I mentioned in passing that a lot of the actual memory use we have in RavenDB 4.0 is in unmanaged code. That frees us from the benevolent tyranny of the garbage collector, and it allows us to optimize our memory utilization to fit our usage scenarios. In particular, most of our memory is used in a thread local manner, and there, it is used in one of two ways: dedicated threads that do a specific type of work (indexing, replication, etc.) and request processing threads (which handle all requests).
A typical scenario for us would be to have a lot of requests come in all of a sudden and require us to allocate a bunch of memory — for example, if we have just run a benchmark. Or, for production usage, a spike in traffic that then turns into a lull.
One of the common hotspots in high-performance servers is memory allocations. In particular, allocating and de-allocating can kill your performance. So you don’t do that. Instead, you pool the memory and reuse it, hopefully without major costs for doing that.
Which is all well and good, until you get that spike. In this case, you allocated memory to handle the traffic, and after the load is over, you are still holding onto that memory. We probably should give it back so something else can use it. Sure, it will be paged out to disk eventually, etc., and virtual memory is there to cover us, but that is really not the right way to write high-performance stuff.

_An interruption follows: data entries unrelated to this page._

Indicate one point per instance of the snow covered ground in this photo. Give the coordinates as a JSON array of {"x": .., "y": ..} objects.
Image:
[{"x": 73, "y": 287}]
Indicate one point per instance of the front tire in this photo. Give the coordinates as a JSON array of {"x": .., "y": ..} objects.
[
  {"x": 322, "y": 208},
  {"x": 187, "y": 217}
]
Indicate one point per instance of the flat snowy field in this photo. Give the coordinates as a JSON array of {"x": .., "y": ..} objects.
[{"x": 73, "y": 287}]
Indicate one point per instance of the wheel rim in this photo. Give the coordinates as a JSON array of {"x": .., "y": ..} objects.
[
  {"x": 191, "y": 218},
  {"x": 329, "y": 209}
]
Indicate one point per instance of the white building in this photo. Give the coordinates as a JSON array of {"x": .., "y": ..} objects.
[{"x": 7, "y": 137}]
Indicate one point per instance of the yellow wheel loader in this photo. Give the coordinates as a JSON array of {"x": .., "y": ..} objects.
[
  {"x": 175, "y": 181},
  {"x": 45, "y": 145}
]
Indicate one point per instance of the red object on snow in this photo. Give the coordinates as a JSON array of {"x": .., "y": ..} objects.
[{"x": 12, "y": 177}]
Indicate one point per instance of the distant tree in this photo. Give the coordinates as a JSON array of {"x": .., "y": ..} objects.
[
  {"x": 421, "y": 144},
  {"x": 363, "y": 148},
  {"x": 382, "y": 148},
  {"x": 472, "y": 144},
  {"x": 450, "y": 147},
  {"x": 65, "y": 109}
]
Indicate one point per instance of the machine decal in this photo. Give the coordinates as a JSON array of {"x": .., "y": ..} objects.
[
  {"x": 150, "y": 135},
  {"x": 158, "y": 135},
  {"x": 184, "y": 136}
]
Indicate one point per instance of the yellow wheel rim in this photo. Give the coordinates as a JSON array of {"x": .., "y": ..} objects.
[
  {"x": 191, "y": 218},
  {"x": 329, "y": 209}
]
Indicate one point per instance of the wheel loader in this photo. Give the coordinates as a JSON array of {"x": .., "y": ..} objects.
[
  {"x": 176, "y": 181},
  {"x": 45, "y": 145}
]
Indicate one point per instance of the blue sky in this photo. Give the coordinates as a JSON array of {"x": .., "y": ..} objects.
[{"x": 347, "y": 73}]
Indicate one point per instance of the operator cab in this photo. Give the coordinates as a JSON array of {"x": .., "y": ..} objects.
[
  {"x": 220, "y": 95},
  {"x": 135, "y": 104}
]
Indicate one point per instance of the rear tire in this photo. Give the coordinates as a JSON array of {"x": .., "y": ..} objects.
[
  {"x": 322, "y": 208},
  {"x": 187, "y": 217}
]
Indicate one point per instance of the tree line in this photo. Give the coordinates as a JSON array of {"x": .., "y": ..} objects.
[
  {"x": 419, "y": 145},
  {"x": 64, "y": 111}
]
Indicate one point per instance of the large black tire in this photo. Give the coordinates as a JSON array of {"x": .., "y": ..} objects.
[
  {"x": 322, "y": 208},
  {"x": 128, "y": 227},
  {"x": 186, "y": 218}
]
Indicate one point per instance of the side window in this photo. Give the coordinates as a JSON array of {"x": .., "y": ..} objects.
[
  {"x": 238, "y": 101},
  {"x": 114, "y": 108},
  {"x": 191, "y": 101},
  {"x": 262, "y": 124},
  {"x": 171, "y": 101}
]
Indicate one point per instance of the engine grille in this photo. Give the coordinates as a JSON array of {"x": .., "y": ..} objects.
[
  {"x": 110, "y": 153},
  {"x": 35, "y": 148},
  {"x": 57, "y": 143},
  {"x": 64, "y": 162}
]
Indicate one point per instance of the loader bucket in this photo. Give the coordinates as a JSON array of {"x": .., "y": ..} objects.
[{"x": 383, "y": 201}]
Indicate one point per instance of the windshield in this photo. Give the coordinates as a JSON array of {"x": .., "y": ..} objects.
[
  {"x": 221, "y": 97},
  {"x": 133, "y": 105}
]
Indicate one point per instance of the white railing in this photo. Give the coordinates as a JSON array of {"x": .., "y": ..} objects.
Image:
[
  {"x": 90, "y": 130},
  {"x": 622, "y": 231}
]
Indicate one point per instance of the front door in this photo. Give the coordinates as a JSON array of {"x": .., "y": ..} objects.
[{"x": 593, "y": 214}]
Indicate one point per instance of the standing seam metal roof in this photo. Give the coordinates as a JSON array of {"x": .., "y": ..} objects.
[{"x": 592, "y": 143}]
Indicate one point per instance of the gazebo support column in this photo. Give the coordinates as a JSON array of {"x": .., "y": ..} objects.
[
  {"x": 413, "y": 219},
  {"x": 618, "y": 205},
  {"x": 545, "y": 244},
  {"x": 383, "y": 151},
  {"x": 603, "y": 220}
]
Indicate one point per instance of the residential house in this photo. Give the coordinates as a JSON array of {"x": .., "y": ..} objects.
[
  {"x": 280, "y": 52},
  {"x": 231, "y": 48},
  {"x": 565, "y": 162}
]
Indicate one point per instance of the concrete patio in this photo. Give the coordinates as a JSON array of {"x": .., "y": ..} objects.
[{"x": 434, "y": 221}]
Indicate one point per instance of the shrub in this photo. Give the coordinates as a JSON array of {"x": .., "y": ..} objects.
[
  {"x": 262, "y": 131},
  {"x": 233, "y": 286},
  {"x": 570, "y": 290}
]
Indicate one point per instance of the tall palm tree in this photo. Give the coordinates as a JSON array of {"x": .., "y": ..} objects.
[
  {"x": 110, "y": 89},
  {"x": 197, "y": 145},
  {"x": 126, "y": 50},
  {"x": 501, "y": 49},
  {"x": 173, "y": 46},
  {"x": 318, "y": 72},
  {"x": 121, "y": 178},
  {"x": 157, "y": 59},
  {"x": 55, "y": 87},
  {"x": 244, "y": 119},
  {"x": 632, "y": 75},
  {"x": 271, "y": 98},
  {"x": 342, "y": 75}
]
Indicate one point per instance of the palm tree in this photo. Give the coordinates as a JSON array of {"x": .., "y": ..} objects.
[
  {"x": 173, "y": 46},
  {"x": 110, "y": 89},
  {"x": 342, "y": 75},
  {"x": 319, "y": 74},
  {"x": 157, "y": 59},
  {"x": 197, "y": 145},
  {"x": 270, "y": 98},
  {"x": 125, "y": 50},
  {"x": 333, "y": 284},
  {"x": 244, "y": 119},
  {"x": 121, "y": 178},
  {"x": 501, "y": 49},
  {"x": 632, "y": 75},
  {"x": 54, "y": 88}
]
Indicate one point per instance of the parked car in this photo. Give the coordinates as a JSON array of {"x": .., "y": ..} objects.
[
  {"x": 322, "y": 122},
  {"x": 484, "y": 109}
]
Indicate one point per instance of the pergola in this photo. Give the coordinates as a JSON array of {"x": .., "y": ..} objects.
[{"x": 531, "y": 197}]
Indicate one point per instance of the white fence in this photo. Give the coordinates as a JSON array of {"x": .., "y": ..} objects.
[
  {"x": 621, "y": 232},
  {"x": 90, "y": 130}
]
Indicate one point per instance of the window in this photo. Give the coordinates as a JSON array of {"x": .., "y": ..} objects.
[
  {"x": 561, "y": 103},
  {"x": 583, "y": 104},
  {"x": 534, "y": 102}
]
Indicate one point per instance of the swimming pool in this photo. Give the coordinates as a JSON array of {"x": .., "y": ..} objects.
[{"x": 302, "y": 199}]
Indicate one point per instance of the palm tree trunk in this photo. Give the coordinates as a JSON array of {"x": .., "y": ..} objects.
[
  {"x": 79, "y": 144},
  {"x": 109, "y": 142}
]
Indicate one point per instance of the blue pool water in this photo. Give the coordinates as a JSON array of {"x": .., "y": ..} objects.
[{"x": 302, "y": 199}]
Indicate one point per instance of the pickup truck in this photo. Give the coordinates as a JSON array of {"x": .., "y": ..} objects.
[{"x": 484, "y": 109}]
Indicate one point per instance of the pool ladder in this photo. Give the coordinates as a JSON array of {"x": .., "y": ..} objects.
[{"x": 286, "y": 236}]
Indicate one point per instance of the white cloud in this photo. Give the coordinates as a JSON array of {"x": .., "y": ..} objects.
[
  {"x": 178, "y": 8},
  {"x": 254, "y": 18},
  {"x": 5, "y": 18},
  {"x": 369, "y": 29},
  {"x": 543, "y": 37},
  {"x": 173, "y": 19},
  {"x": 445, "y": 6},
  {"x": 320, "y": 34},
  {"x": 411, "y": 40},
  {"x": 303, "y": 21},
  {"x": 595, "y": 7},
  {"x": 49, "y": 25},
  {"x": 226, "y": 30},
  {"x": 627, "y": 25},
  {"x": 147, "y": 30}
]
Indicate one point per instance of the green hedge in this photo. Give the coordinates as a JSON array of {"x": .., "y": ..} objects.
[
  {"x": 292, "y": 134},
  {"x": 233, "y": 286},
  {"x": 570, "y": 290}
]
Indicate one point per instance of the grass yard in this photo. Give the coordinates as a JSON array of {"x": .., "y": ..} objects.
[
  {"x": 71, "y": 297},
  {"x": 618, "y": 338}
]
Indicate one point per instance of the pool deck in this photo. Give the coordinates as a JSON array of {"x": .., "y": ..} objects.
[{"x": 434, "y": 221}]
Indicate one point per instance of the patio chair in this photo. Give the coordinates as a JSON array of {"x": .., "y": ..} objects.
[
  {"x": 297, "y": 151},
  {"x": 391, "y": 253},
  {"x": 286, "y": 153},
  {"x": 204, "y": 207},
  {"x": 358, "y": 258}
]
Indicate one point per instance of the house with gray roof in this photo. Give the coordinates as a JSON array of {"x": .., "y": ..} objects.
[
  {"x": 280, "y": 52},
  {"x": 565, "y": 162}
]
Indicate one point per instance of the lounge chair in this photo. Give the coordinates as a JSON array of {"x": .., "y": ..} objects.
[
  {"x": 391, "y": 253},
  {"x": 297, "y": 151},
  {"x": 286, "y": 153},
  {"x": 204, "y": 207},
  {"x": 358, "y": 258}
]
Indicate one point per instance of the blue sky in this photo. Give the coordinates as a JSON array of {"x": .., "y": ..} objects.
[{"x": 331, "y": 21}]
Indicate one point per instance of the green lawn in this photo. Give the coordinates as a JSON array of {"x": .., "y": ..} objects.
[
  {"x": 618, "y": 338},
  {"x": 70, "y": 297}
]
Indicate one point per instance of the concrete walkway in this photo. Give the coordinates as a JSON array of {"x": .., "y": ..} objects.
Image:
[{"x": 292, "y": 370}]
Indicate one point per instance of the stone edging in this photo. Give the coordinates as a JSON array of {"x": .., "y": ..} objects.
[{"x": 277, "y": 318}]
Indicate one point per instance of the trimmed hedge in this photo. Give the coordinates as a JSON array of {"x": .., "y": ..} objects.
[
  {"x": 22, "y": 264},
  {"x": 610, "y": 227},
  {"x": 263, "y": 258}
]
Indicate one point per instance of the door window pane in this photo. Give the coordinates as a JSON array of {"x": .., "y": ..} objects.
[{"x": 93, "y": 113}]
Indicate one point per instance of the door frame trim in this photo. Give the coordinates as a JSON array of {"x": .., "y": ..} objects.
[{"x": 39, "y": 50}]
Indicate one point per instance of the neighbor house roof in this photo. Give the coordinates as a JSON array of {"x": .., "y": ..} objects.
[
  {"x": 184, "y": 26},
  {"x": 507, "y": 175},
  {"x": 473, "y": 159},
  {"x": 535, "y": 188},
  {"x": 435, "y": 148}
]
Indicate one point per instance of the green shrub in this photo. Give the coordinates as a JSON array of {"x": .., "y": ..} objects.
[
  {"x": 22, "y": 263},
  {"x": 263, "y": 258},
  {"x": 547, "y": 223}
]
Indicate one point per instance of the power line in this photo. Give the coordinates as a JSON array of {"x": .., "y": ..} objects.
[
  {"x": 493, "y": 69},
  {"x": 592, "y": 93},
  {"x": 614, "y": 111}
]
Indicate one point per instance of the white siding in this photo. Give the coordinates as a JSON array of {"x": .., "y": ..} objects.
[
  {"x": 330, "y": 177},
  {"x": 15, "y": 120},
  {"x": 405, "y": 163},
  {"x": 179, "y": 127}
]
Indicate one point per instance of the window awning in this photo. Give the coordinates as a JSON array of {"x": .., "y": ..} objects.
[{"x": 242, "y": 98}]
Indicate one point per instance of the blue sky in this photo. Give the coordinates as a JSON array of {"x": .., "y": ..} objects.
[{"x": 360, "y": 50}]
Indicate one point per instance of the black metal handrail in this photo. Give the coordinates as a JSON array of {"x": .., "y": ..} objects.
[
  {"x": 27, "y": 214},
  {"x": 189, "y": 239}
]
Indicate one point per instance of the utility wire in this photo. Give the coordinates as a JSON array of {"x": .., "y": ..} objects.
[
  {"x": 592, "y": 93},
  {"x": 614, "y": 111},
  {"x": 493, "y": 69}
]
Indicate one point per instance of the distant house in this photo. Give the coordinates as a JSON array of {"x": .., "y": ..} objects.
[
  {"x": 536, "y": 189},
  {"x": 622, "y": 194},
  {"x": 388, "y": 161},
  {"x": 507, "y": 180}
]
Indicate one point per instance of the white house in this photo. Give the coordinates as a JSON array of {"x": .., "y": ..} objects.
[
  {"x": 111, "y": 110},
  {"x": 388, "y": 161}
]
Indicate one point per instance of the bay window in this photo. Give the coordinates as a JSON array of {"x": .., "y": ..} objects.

Now the way we want to handle it, we want to wait until everything is calm and then start de-allocating all that memory that isn’t being used. But that led to a problem. How can we do this if everything is thread local? And you want to have everything thread local because synchronization on memory allocation/de-allocation is one of the most common performance killers.
So we handle this by using a MutliReaderSingleWriterStack. The idea is that we have a designated data structure that has only a single write and is held in a thread local value, but which is expected to be read by multiple threads. In particular, the thread that is going to be reading from it is the idle thread. Once a minute, this is going to scan all the threads, find all the saved memory that we have allocated but haven’t used in the past minute, and clear it.
Because this can run concurrently with the thread using memory itself, we’ll only free the memory that is parked (as in, waiting for work to come), not memory that is actively used. And we also need to be aware that we aren’t taking the idle memory to be disposed at the same time the thread is reaching for its memory bank to pull a new range. Here, we have to have some thread-safe operation. We do that using an interlocked operation on the InUse field. Both the cleanup thread and the owning thread will try to set that value, but only one of them will succeed.
In this way, under load, we get to use purely local memory, but we also have automatic cleanup going on if we have an idle period.